Stravino invited guest speakers to two classes to discuss environmental due diligence in transactions, compliance, land use, permitting, and environmental review. The course also highlighted the impact that Love Canal has had on state and federal environmental laws. For example, he says, the students worked on an assignment concerning the village of Hoosick Falls, south of Albany, where harmful forever chemicals were discovered in its drinking water. A legal settlement with the companies that caused the problem will fund a major cleanup and improvements to water treatment there.

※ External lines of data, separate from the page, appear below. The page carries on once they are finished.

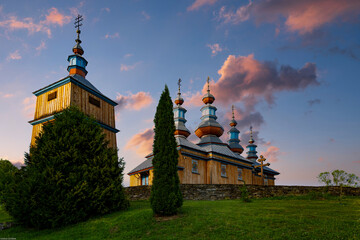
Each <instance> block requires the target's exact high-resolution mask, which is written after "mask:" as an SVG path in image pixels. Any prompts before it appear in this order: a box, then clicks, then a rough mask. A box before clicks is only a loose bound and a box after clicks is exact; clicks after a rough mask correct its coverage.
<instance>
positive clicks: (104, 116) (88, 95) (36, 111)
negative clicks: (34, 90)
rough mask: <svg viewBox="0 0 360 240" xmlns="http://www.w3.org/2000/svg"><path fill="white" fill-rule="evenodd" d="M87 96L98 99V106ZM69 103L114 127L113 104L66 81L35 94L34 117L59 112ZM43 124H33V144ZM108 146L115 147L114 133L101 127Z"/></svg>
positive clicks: (97, 118) (98, 119)
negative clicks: (49, 94)
mask: <svg viewBox="0 0 360 240" xmlns="http://www.w3.org/2000/svg"><path fill="white" fill-rule="evenodd" d="M54 92H57V97H56V98H55V99H53V100H51V101H48V95H49V94H52V93H54ZM89 96H91V97H92V98H94V99H96V100H98V101H100V108H99V107H97V106H95V105H93V104H91V103H89ZM70 105H76V106H78V107H79V108H80V110H81V111H82V112H84V113H85V114H87V115H89V116H93V117H94V118H95V119H96V120H97V121H99V122H101V123H104V124H106V125H109V126H110V127H113V128H115V112H114V106H112V105H111V104H109V103H107V102H105V101H103V100H102V99H100V98H98V97H96V96H94V95H93V94H91V93H89V92H87V91H86V90H84V89H82V88H80V87H79V86H77V85H75V84H73V83H71V82H70V83H67V84H65V85H62V86H60V87H58V88H56V89H53V90H51V91H48V92H46V93H44V94H41V95H39V96H37V98H36V107H35V114H34V119H41V118H43V117H46V116H50V115H53V114H54V113H58V112H61V111H62V110H64V109H65V108H67V107H69V106H70ZM42 126H43V124H42V123H40V124H37V125H34V126H33V131H32V136H31V144H32V145H33V144H35V137H36V136H38V135H39V133H40V132H41V130H42ZM103 130H104V134H105V136H106V139H107V140H108V141H109V146H110V147H113V148H116V147H117V145H116V133H114V132H111V131H109V130H107V129H103Z"/></svg>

“There’s been a resurgence of interest in environmental law, because people realize the impact the environment can have on our everyday lives,” says Stravino, who’s also the current president of the UB Law Alumni Association.
The federal statutes around environmental quality may be better-known, Stravino says, but New York has developed its own set of regulations largely through the Department of Environmental Conservation. He says the state’s brownfield remediation program has been especially active and utilized to clean up and redevelop sites downstate and in Buffalo, Rochester, and Niagara Falls, including the Buffalo Niagara Medical Campus, Canalside, Larkinville, the Old First Ward, and along Niagara Street.
The students, Stravino says, came from varied backgrounds, making for a rich mix. “It was refreshing to be in a class with students who clearly wanted to learn and were interested,” he says. “I’ve been very impressed with the level of attention to detail in the work I’ve received in response to my assignments.”
When Thomas L. Tyler drives up from Virginia in April for his class called Follow the Money and the Molecules, he’ll pass near the Cuyahoga River, and he’ll be sure to tell his class the story: how the river once was so polluted that it repeatedly caught fire, until a major cleanup brought the waterway back to health.
It’s an object lesson in how legal advocacy can do major good. Tyler, who’s chief of staff for the Office of Chemical Safety and Pollution Prevention at the federal Environmental Protection Agency, will explore with his students the ways environmental law intersects with other major areas of law, including real estate, banking, and finance, corporate, energy, international and even civil rights laws.
That confluence of laws is apparent in another example of remediation close to home: the Love Canal neighborhood of Niagara Falls, where toxic sludge sickened hundreds of residents in the 1970s until the site was cleaned up in a major Superfund operation. That episode, he says, connects environmental law with laws governing property, contracts, finance, torts and health.
But more broadly, he says, “I plan to make a point of teaching the course in a way that gives lessons about environmental law and how administrative law works, but also how to be a lawyer in general—how to argue your point, how laws get made, how to appeal, how to work with administrative agencies, how federal, state, and local laws interact. Environmental law gives you ways to demonstrate this.”
There are plenty of local examples as well in a course on Historic Preservation Laws taught by Richard Lippes ’69. The recent controversy around whether to demolish a landmark downtown grain elevator, damaged by wind, is a case in point.
Lippes, who handles environmental litigation matters as a partner with Lippes and Lippes in Buffalo, says historic preservation work deals with the built environment and entails working with many of the same agencies as other environmental cases. For example, he says, another local issue—whether to site a major concert venue on Buffalo’s Outer Harbor—involves the environmental impact review process and similar regulations.
Lippes says the course covers historic preservation laws on the federal, state, and local levels. “To some extent, local laws give you the best protection and federal laws give you the least protection,” he says.
Buffalo’s Historic Preservation Ordinance empowers the local preservation board to propose conferring landmark status on historic buildings, with the Common Council having the final say. Once granted, he says, that status affords certain protections to the building, except if emergency demolition is needed.
Most of the students in the seminar are from Western New York, Lippes says, or they’re third-year law students, so they’ve been here for a while—and they’re familiar with the rich architectural heritage that historic preservation laws are designed to protect.